OPAL syntax
Basic statements, expressions, and queries
OPAL verbs and functions may be combined to perform more complex operations. For example, create a new field with a constructed string value by using make_col and concat_strings() together:
// New column "location" containing string with both city and country
make_col location:concat_strings(city, ",", country)
Or calculate a value:
// Convert degrees C to degrees F
make_col temperature_f:(temp*9/5 + 32)
Each line (step) of an OPAL script builds on previous ones, so the city example might look like this:
make_col location:concat_strings(city, ",", country)

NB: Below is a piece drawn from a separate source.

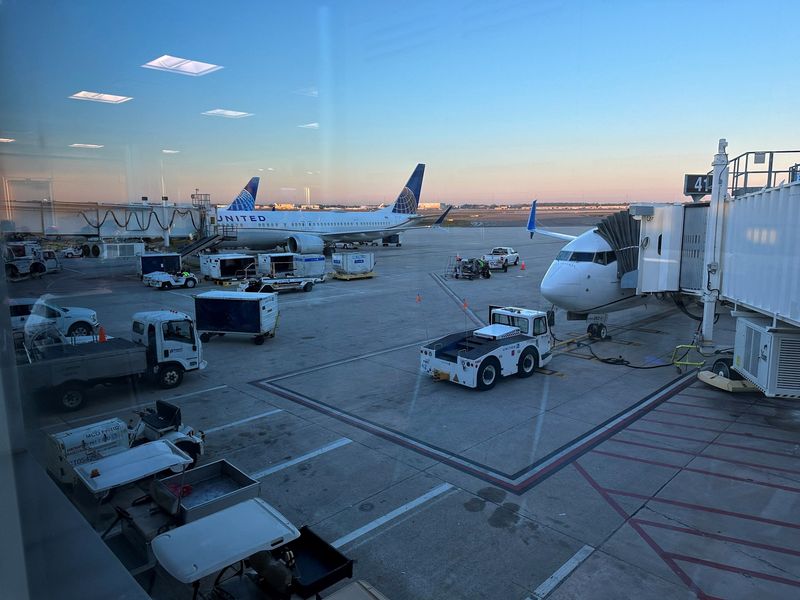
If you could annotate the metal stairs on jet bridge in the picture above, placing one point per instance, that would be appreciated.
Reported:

filter location="Boston, US"
Numeric literals may be decimal, hex, or octal:
make_col octal:int64(0123) // octal 123 decimal 83
make_col decimal:int64(123)
make_col hex:int64(0x123) // hex 123 decimal 291
Subqueries
A standard OPAL query is a linear series of steps with one or more dataset inputs. Each action contributes to the final output, but the data coming from those inputs can't be modified in the process.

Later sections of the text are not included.